Marshall exhibited his paintings in group shows shortly after college, which helped to develop his following. With the support of Shepard Fairey, he made stickers and prints and was encouraged to further develop the character and his art.
2001 proved to be a significant year in Dalek’s career, when he moved to Brooklyn, NY and was drawn to the Boston Museum for a show displaying the works of Takashi Murakami. Realizing that he still needed some sort of articulation when it came to his own art, and finding it within Murakami’s, Dalek started his apprenticeship with the renowned Japanese painter, which greatly informed his own studio practice, color mixing and other disciplines crucial to his process.
While developing work for a Jonathan LeVine Gallery exhibition entitled Desperate, Rejected and Angry in 2007, Marshall grew frustrated with the iconic image he had created and felt the need to break apart, cover up and slowly dissolve the Space Monkey. This resulted in layers of geometric shapes and explosion of his color palette. Free from the constraints of the character, geometry and color became larger driving forces in his work.
Marshall continues to explore the push and pull dynamics of opposing forces—the play between rigidity and fluidity.
There is an abundance of flashing colors and multiple planes, subtle and almost unperceived moments working in harmony to define space and movement. Space Monkey is, to a degree, still present in his new paintings. It is essentially the creator of this new world, its DNA embedded and mutating as it continues to proliferate, consuming everything in its path.

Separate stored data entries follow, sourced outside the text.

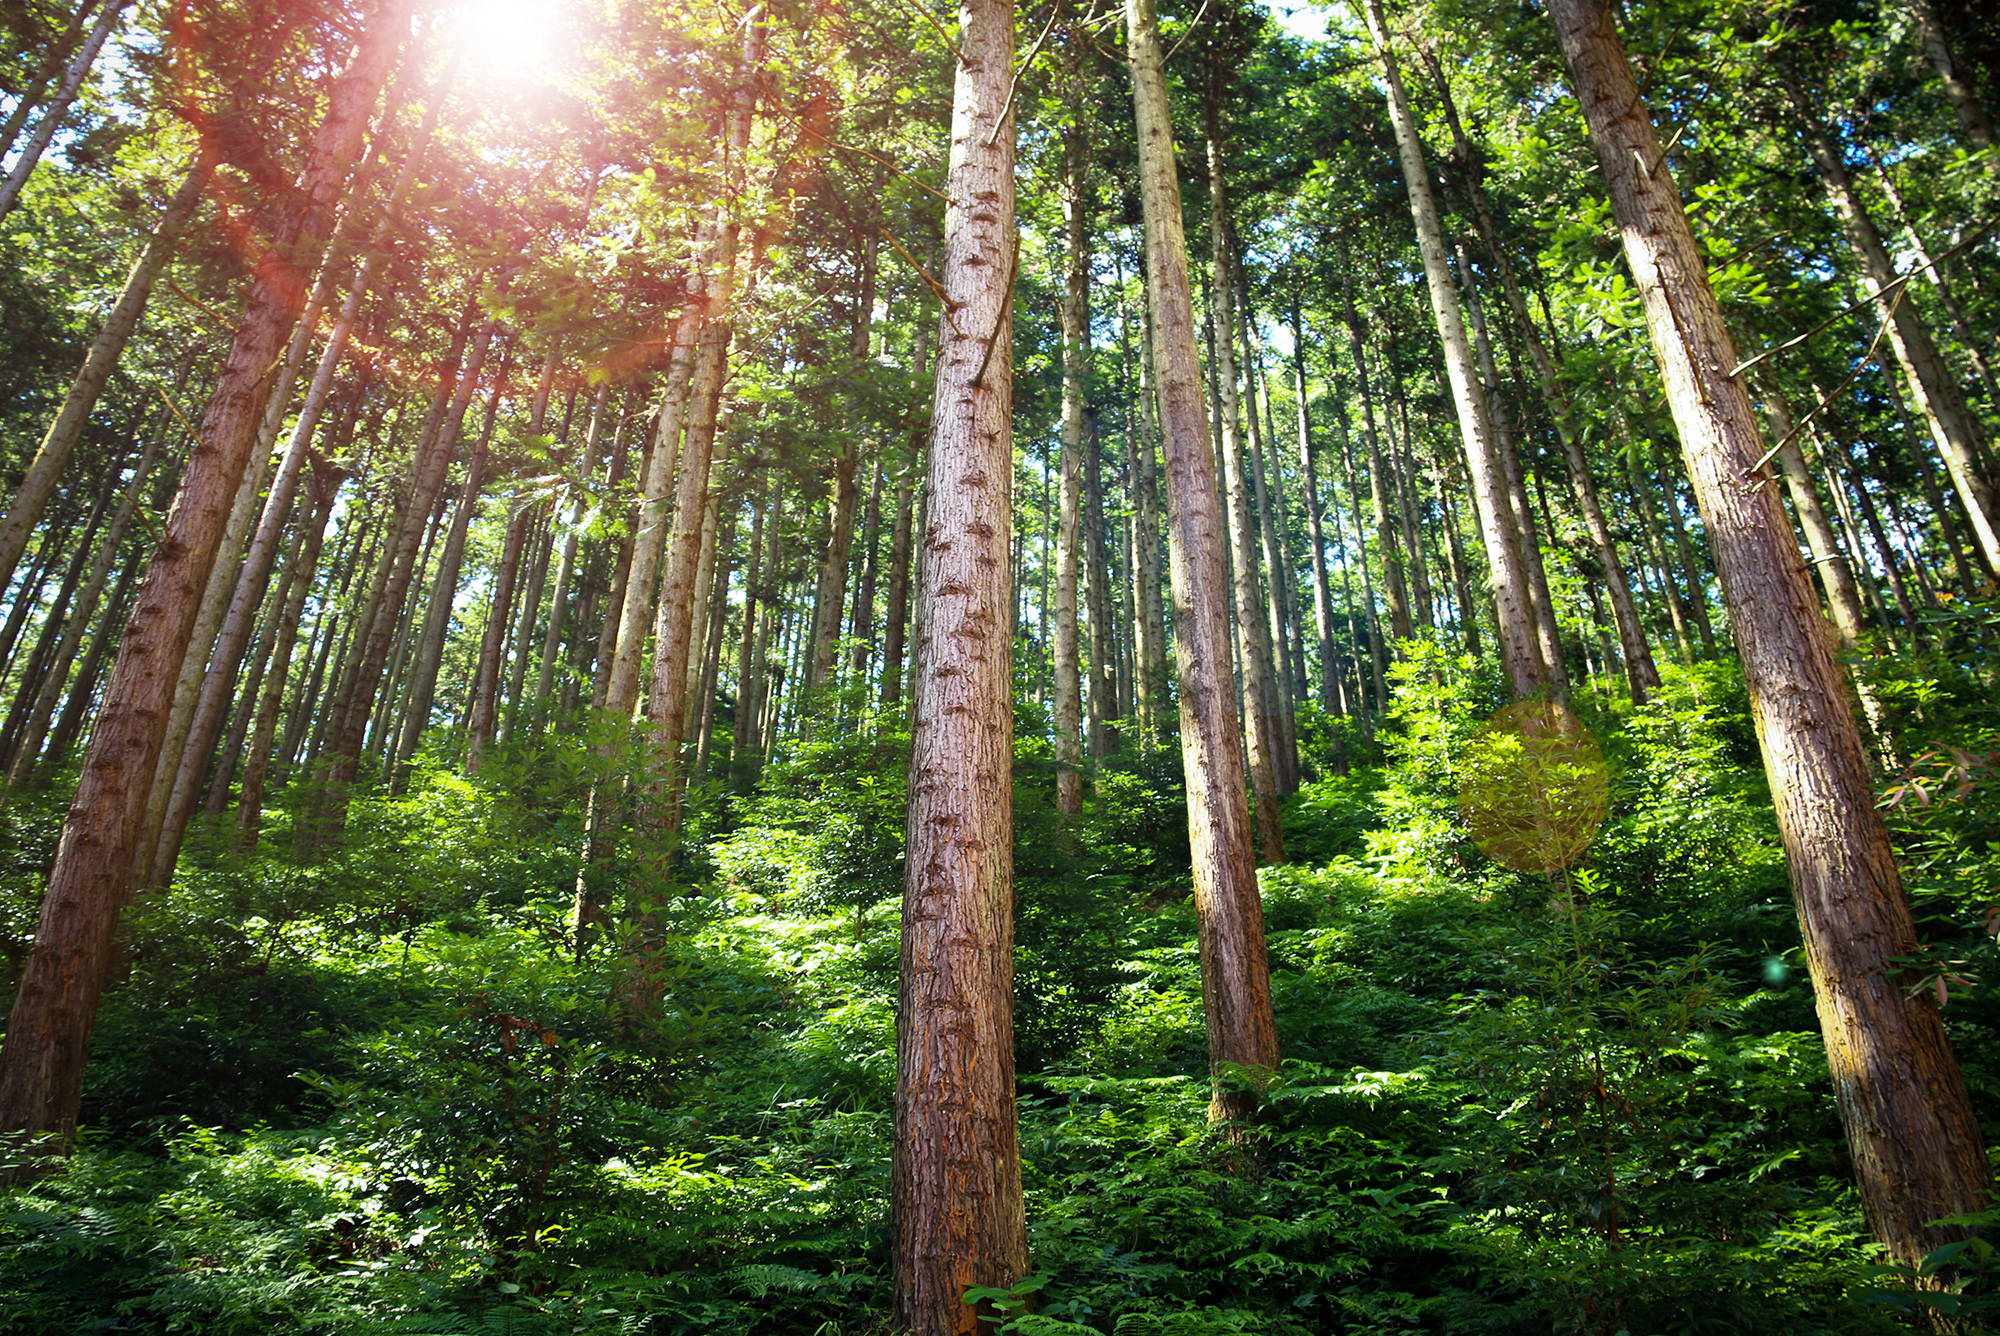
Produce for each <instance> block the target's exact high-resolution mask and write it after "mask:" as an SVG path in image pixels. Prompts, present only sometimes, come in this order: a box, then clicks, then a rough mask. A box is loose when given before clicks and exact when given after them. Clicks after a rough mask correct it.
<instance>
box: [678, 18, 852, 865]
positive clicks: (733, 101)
mask: <svg viewBox="0 0 2000 1336" xmlns="http://www.w3.org/2000/svg"><path fill="white" fill-rule="evenodd" d="M764 34H766V28H764V24H762V22H748V24H746V28H744V46H742V58H740V64H738V68H736V88H734V90H732V92H730V110H728V120H726V130H724V138H726V154H728V164H730V166H728V172H726V176H728V182H730V184H728V186H726V190H724V196H722V198H720V200H718V202H716V228H714V248H712V250H710V254H708V260H706V274H708V278H706V286H704V288H702V290H700V294H698V298H696V300H698V302H700V308H702V310H700V320H702V340H700V350H698V354H696V368H694V384H692V388H690V406H688V442H686V446H684V448H682V456H680V490H678V494H676V498H674V528H672V532H670V534H668V550H666V576H664V578H662V582H660V616H658V620H656V624H654V646H652V674H654V676H652V700H650V706H652V752H654V764H656V766H658V780H656V784H654V792H656V798H658V812H656V820H658V826H656V830H658V834H662V836H670V834H674V832H676V830H678V828H680V788H682V784H684V776H682V770H680V744H682V742H684V740H686V726H688V720H686V698H688V674H690V668H692V666H694V664H690V656H692V654H694V644H692V642H694V630H696V626H694V618H696V616H698V614H704V612H706V608H708V604H706V602H704V590H702V588H700V576H702V564H704V560H702V558H704V556H706V558H708V570H710V572H714V530H712V526H710V524H712V522H710V508H712V486H714V482H712V472H714V464H716V460H714V448H716V414H718V412H720V404H722V386H724V378H726V374H728V348H730V330H732V318H734V310H732V304H734V300H736V242H738V236H740V226H742V224H740V218H738V198H736V196H738V194H740V192H742V182H744V162H742V158H744V150H746V146H748V142H750V118H752V110H754V102H752V98H754V92H752V82H750V80H752V74H750V72H752V70H756V68H758V66H760V64H762V58H764ZM864 320H866V318H864ZM864 328H866V324H864ZM710 578H714V576H712V574H710ZM836 628H838V620H836Z"/></svg>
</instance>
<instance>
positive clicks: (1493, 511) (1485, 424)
mask: <svg viewBox="0 0 2000 1336" xmlns="http://www.w3.org/2000/svg"><path fill="white" fill-rule="evenodd" d="M1362 16H1364V20H1366V22H1368V32H1370V36H1372V38H1374V44H1376V56H1378V60H1380V62H1382V76H1384V84H1386V86H1388V106H1390V120H1392V122H1394V128H1396V154H1398V158H1400V160H1402V178H1404V186H1406V188H1408V192H1410V216H1412V220H1414V222H1416V238H1418V250H1420V252H1422V256H1424V282H1426V286H1428V288H1430V310H1432V316H1436V322H1438V340H1440V342H1442V344H1444V370H1446V376H1448V380H1450V384H1452V406H1454V408H1456V410H1458V434H1460V440H1462V442H1464V450H1466V472H1468V474H1470V476H1472V504H1474V510H1476V512H1478V520H1480V536H1482V538H1484V540H1486V564H1488V588H1490V592H1492V600H1494V618H1496V622H1498V632H1500V660H1502V664H1504V668H1506V674H1508V682H1510V684H1512V688H1514V694H1516V696H1520V698H1534V696H1546V694H1550V692H1558V690H1560V678H1558V672H1556V670H1558V664H1550V662H1548V658H1546V654H1544V648H1542V642H1540V636H1538V622H1536V608H1534V594H1532V590H1530V588H1528V582H1530V574H1528V564H1526V556H1524V554H1522V522H1524V518H1526V516H1514V506H1512V502H1510V498H1508V480H1506V464H1504V462H1502V458H1500V446H1498V442H1494V438H1492V420H1490V416H1488V408H1486V396H1484V392H1482V388H1480V378H1478V368H1476V364H1474V356H1472V342H1470V340H1468V338H1466V326H1464V316H1462V314H1460V310H1458V294H1456V292H1454V290H1452V274H1450V266H1448V264H1446V258H1444V232H1442V228H1440V226H1438V204H1436V198H1434V194H1432V190H1430V168H1428V166H1426V164H1424V144H1422V140H1420V138H1418V132H1416V118H1414V116H1412V114H1410V102H1408V98H1406V96H1404V90H1402V72H1400V70H1398V66H1396V56H1394V52H1392V50H1390V44H1388V24H1386V22H1384V20H1382V6H1380V0H1362Z"/></svg>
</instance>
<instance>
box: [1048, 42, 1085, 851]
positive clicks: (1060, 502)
mask: <svg viewBox="0 0 2000 1336" xmlns="http://www.w3.org/2000/svg"><path fill="white" fill-rule="evenodd" d="M1074 78H1076V72H1074V70H1072V72H1070V80H1072V82H1074ZM1062 134H1064V154H1062V172H1064V180H1062V218H1064V252H1062V254H1064V266H1062V296H1060V298H1058V304H1056V310H1058V316H1060V320H1062V486H1060V498H1058V502H1056V608H1054V628H1052V650H1054V708H1052V710H1050V714H1052V722H1054V726H1056V810H1058V812H1062V814H1064V816H1078V814H1082V810H1084V770H1082V756H1084V750H1082V746H1084V744H1082V726H1084V674H1082V644H1080V642H1082V636H1080V628H1078V610H1076V604H1078V588H1080V572H1082V542H1084V398H1086V396H1088V392H1090V240H1088V238H1086V234H1084V228H1086V226H1088V218H1086V212H1088V208H1090V206H1088V202H1086V198H1084V178H1086V174H1088V172H1090V164H1088V152H1090V148H1088V144H1086V140H1084V134H1086V128H1084V120H1082V118H1080V116H1078V118H1074V120H1072V122H1070V124H1068V126H1064V132H1062ZM1092 666H1096V664H1092Z"/></svg>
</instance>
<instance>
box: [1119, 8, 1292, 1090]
mask: <svg viewBox="0 0 2000 1336" xmlns="http://www.w3.org/2000/svg"><path fill="white" fill-rule="evenodd" d="M1126 44H1128V50H1130V60H1132V110H1134V122H1136V130H1138V162H1140V206H1142V208H1144V216H1146V300H1148V304H1150V306H1152V338H1154V354H1152V366H1154V372H1156V376H1158V402H1160V428H1162V438H1164V442H1166V494H1168V510H1170V518H1168V554H1170V566H1172V580H1174V656H1176V660H1178V666H1180V758H1182V766H1184V770H1186V782H1188V844H1190V848H1192V852H1194V914H1196V932H1198V936H1200V956H1202V1014H1204V1018H1206V1026H1208V1066H1210V1076H1212V1082H1214V1092H1212V1096H1210V1102H1208V1114H1210V1118H1218V1120H1220V1118H1248V1116H1250V1114H1252V1112H1254V1110H1256V1104H1258V1098H1256V1084H1258V1082H1260V1080H1264V1078H1268V1076H1270V1074H1274V1072H1276V1070H1278V1024H1276V1018H1274V1014H1272V1002H1270V964H1268V958H1266V952H1264V906H1262V902H1260V900H1258V888H1256V858H1254V852H1252V840H1254V834H1252V826H1250V804H1248V802H1246V798H1244V766H1242V730H1240V726H1238V722H1236V708H1234V686H1232V684H1230V596H1228V584H1224V568H1222V546H1224V542H1226V536H1224V532H1222V514H1220V506H1218V502H1216V464H1214V460H1216V452H1214V446H1212V444H1210V442H1212V438H1210V434H1208V418H1206V414H1204V410H1202V368H1200V364H1198V362H1196V352H1194V350H1196V326H1194V294H1192V292H1190V286H1188V240H1186V234H1184V232H1182V222H1180V182H1178V180H1176V168H1174V122H1172V114H1170V110H1168V100H1166V70H1164V68H1162V66H1164V60H1162V54H1160V26H1158V16H1156V12H1154V6H1152V0H1126ZM1244 1078H1248V1080H1244Z"/></svg>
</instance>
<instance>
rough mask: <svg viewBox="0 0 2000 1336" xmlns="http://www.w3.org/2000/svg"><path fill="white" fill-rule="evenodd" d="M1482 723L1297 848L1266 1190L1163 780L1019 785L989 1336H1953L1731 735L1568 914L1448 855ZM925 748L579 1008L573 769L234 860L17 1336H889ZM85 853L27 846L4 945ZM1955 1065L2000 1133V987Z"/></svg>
mask: <svg viewBox="0 0 2000 1336" xmlns="http://www.w3.org/2000/svg"><path fill="white" fill-rule="evenodd" d="M1474 696H1476V692H1470V688H1468V692H1464V694H1462V700H1458V704H1452V700H1444V702H1442V704H1434V706H1428V708H1426V710H1428V712H1426V714H1422V716H1410V718H1406V720H1404V724H1402V734H1400V740H1398V742H1396V744H1392V746H1390V748H1388V752H1386V754H1384V764H1380V766H1370V768H1356V770H1354V772H1352V774H1348V776H1332V774H1330V776H1324V778H1320V780H1316V782H1310V784H1308V786H1306V788H1304V792H1300V794H1298V796H1296V798H1294V800H1292V802H1290V806H1288V814H1286V822H1288V840H1290V854H1292V862H1290V864H1288V866H1282V868H1266V870H1264V874H1262V884H1264V900H1266V918H1268V930H1270V958H1272V984H1274V994H1276V1010H1278V1024H1280V1040H1282V1052H1284V1054H1286V1060H1284V1070H1282V1078H1280V1082H1278V1084H1276V1086H1274V1088H1270V1090H1268V1092H1266V1094H1264V1100H1262V1110H1264V1112H1262V1116H1260V1120H1258V1124H1256V1126H1254V1128H1252V1130H1250V1132H1248V1140H1246V1138H1244V1136H1242V1134H1224V1132H1218V1130H1214V1128H1208V1126H1206V1124H1204V1110H1206V1104H1208V1070H1206V1056H1204V1050H1202V1018H1200V980H1198V966H1196V946H1194V916H1192V908H1190V904H1188V898H1186V868H1184V860H1186V844H1184V834H1178V830H1176V822H1180V820H1182V810H1180V806H1178V794H1176V790H1174V788H1172V774H1170V766H1166V764H1152V766H1144V764H1142V766H1134V768H1124V770H1114V768H1108V770H1106V772H1102V776H1100V784H1098V790H1096V806H1094V816H1092V818H1088V820H1086V822H1084V826H1082V828H1078V830H1068V832H1062V830H1056V828H1054V826H1052V824H1050V822H1054V818H1052V814H1050V812H1048V810H1046V806H1044V802H1046V800H1044V798H1032V796H1028V794H1030V784H1038V782H1040V778H1038V776H1040V768H1038V766H1042V760H1038V758H1034V756H1026V758H1024V762H1022V776H1024V780H1022V790H1020V792H1022V794H1024V800H1022V802H1020V808H1022V810H1020V820H1022V838H1020V866H1018V900H1020V910H1018V936H1020V954H1018V1016H1020V1034H1018V1054H1020V1126H1022V1154H1024V1162H1026V1188H1028V1220H1030V1232H1032V1256H1034V1274H1032V1278H1030V1282H1026V1284H1024V1286H1022V1304H1020V1308H1018V1310H1016V1318H1014V1322H1012V1324H1010V1326H1008V1328H1004V1330H1014V1332H1028V1334H1034V1332H1042V1334H1050V1332H1078V1334H1082V1332H1090V1330H1096V1332H1104V1334H1116V1336H1148V1334H1154V1332H1190V1334H1192V1332H1200V1334H1208V1332H1260V1334H1264V1332H1270V1334H1308V1332H1480V1334H1488V1332H1492V1334H1506V1332H1550V1330H1554V1332H1606V1334H1612V1332H1634V1334H1644V1332H1758V1334H1760V1336H1774V1334H1786V1332H1898V1330H1912V1324H1916V1322H1920V1314H1918V1312H1916V1306H1914V1302H1912V1300H1910V1292H1908V1290H1906V1288H1904V1286H1900V1284H1898V1280H1896V1278H1894V1276H1892V1274H1888V1272H1886V1268H1880V1266H1878V1264H1876V1262H1878V1258H1876V1256H1874V1254H1872V1248H1870V1244H1868V1242H1866V1234H1864V1230H1862V1226H1860V1216H1858V1204H1856V1196H1854V1190H1852V1182H1850V1178H1848V1164H1846V1150H1844V1142H1842V1138H1840V1128H1838V1120H1836V1116H1834V1106H1832V1094H1830V1090H1828V1080H1826V1064H1824V1056H1822V1050H1820V1040H1818V1034H1816V1026H1814V1014H1812V996H1810V990H1808V986H1806V980H1804V976H1802V968H1800V958H1798V948H1796V930H1794V928H1792V912H1790V904H1788V896H1786V888H1784V876H1782V862H1780V858H1778V854H1776V848H1774V834H1772V828H1770V810H1768V802H1766V800H1764V798H1762V794H1760V790H1758V780H1756V770H1754V764H1746V748H1748V730H1746V726H1744V722H1742V718H1740V702H1738V704H1736V706H1732V698H1730V694H1728V690H1726V684H1724V688H1720V690H1718V688H1716V686H1714V684H1706V686H1704V684H1700V682H1692V684H1684V686H1682V692H1680V696H1672V698H1670V700H1666V702H1662V704H1660V706H1658V708H1656V710H1654V712H1652V714H1646V716H1642V718H1626V720H1606V722H1602V724H1604V732H1606V738H1608V754H1610V760H1612V778H1614V806H1612V820H1610V822H1608V824H1606V830H1604V834H1602V836H1600V840H1598V846H1596V848H1594V850H1592V854H1590V856H1588V858H1586V862H1584V866H1582V868H1580V870H1578V872H1576V874H1574V876H1572V878H1570V880H1568V884H1566V888H1552V884H1550V882H1548V880H1546V878H1530V876H1518V874H1508V872H1504V870H1498V868H1494V866H1492V864H1486V862H1484V860H1482V858H1480V856H1478V854H1476V852H1472V850H1470V846H1468V844H1466V840H1464V832H1462V830H1458V828H1456V826H1454V822H1456V816H1454V810H1452V800H1450V782H1448V776H1446V774H1444V772H1442V770H1448V766H1440V762H1438V758H1440V756H1444V754H1448V752H1450V748H1452V746H1456V744H1458V742H1462V736H1464V728H1466V720H1470V718H1474V716H1476V704H1478V702H1476V698H1474ZM896 748H898V738H894V736H884V738H872V740H870V738H848V740H840V742H828V744H824V746H822V748H820V752H816V754H814V756H808V758H804V760H800V762H796V764H794V766H790V768H784V770H780V772H776V774H772V776H768V782H766V784H764V788H762V792H760V796H758V798H756V800H750V802H736V804H734V806H732V808H730V816H728V820H726V822H724V820H722V818H716V820H714V822H710V826H706V828H700V830H698V832H696V836H694V840H696V844H698V848H700V850H702V854H700V856H696V858H690V870H692V872H694V874H696V878H694V880H692V884H690V886H688V888H684V892H682V894H676V896H674V898H670V900H666V902H658V904H650V906H644V912H642V914H640V918H638V924H640V926H632V928H626V930H624V934H622V936H620V938H618V940H614V942H604V944H598V948H596V950H592V952H590V954H586V956H584V958H582V960H578V958H576V950H574V942H572V940H570V936H568V932H566V930H564V916H562V904H564V894H566V888H568V884H570V882H568V880H566V878H574V848H576V844H574V834H576V832H574V812H572V810H570V806H568V804H564V802H554V800H550V794H554V792H558V790H560V788H562V786H564V784H572V782H574V774H570V772H564V770H562V766H558V764H552V762H550V760H548V758H546V756H542V758H520V760H518V764H520V770H516V772H512V774H502V776H500V778H492V780H482V782H480V784H470V782H466V780H462V778H458V776H454V774H450V772H448V770H442V768H440V770H432V772H426V774H424V776H422V780H420V782H418V784H416V786H414V788H412V792H410V796H406V798H396V800H392V798H386V796H372V798H366V800H362V802H358V804H356V816H354V822H352V826H350V834H348V838H346V840H344V842H342V844H340V846H338V848H334V850H330V852H326V854H324V856H322V858H318V860H314V862H312V864H310V866H298V864H290V862H286V860H284V858H278V856H276V854H266V856H258V858H226V856H220V854H216V852H214V850H204V848H196V850H194V852H192V854H190V858H188V864H186V866H188V870H186V872H184V876H182V878H180V880H178V882H176V886H174V890H172V892H166V894H160V896H154V898H150V900H146V902H142V904H140V906H138V908H136V910H134V914H132V922H130V926H128V952H126V954H128V974H126V978H124V980H122V982H120V984H118V986H116V988H114V992H112V996H110V1000H108V1004H106V1012H104V1018H102V1022H100V1028H98V1036H96V1054H94V1066H92V1084H90V1096H88V1108H86V1120H88V1124H90V1128H88V1132H86V1136H84V1142H82V1148H80V1152H78V1156H76V1160H74V1162H72V1166H70V1170H68V1172H64V1174H60V1176H54V1178H46V1180H42V1182H38V1184H34V1186H30V1188H24V1190H16V1192H14V1194H10V1196H6V1198H0V1330H6V1332H22V1334H28V1332H82V1330H92V1332H202V1334H204V1336H228V1334H234V1332H314V1334H316V1332H406V1334H414V1332H522V1334H526V1332H590V1334H598V1332H604V1334H610V1332H662V1334H664V1332H798V1334H800V1336H842V1334H854V1336H860V1334H864V1332H882V1330H886V1316H884V1314H886V1310H888V1266H886V1262H888V1222H886V1200H888V1144H890V1120H892V1094H894V1092H892V1082H894V990H896V900H894V886H896V880H898V878H900V872H898V866H896V862H894V842H896V828H898V810H900V802H902V794H900V768H898V760H896V756H898V750H896ZM1440 748H1442V750H1440ZM1036 792H1038V790H1036ZM718 806H728V804H718ZM56 820H60V808H58V806H56V804H54V802H52V804H50V806H48V810H38V808H34V806H32V804H14V806H10V808H6V822H8V830H6V834H8V848H10V858H12V864H10V866H12V868H14V874H10V878H8V886H10V892H12V896H10V900H8V914H10V920H8V930H10V932H16V934H18V932H20V930H22V926H24V922H22V916H24V914H26V912H30V910H32V894H30V892H32V886H30V882H32V866H34V860H36V858H42V856H44V854H46V848H44V846H46V842H48V840H52V834H54V824H56ZM1052 832H1054V834H1052ZM280 834H282V832H280ZM1176 840H1178V846H1176ZM282 844H284V840H282V838H278V840H274V842H272V846H274V848H276V846H282ZM1176 848H1178V854H1176ZM1948 1018H1950V1024H1952V1032H1954V1038H1956V1042H1958V1046H1960V1054H1962V1058H1964V1062H1966V1070H1968V1080H1970V1082H1972V1086H1974V1100H1976V1106H1980V1108H1984V1110H1988V1112H1994V1110H2000V1044H1996V1042H1994V1036H1996V1032H2000V1004H1996V1000H1994V990H1992V986H1990V982H1986V984H1984V986H1982V988H1978V990H1972V992H1970V994H1966V996H1960V998H1954V1002H1952V1006H1950V1008H1948ZM1996 1132H2000V1128H1996V1126H1990V1128H1988V1134H1990V1136H1994V1134H1996ZM1996 1140H2000V1138H1996ZM1980 1302H1990V1300H1980V1298H1968V1304H1966V1312H1964V1316H1962V1320H1964V1322H1970V1324H1974V1326H1976V1324H1978V1322H1980V1320H1982V1316H1980V1312H1978V1308H1976V1306H1978V1304H1980ZM1964 1330H1972V1328H1964Z"/></svg>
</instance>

The future of the work is never certain. It is an organic evolution of process meeting experience, completely random yet clearly calculated. Marshall prefers to let things find their own place and be of themselves, not forced unnecessarily, but finding meaning in the moment.
Dalek’s work is critically acclaimed and has featured in numerous publications, articles and magazines such as The Wall Street Journal, The New York Times, Juxtapoz, and more. He has also participated in numerous solo and group shows throughout the US, Asia and Europe, has painted a number of murals and completed a variety of commercially-commissioned work for companies including Nike, Hurley, American Express, Microsoft, and Instagram.
Dalek currently resides and creates in North Carolina.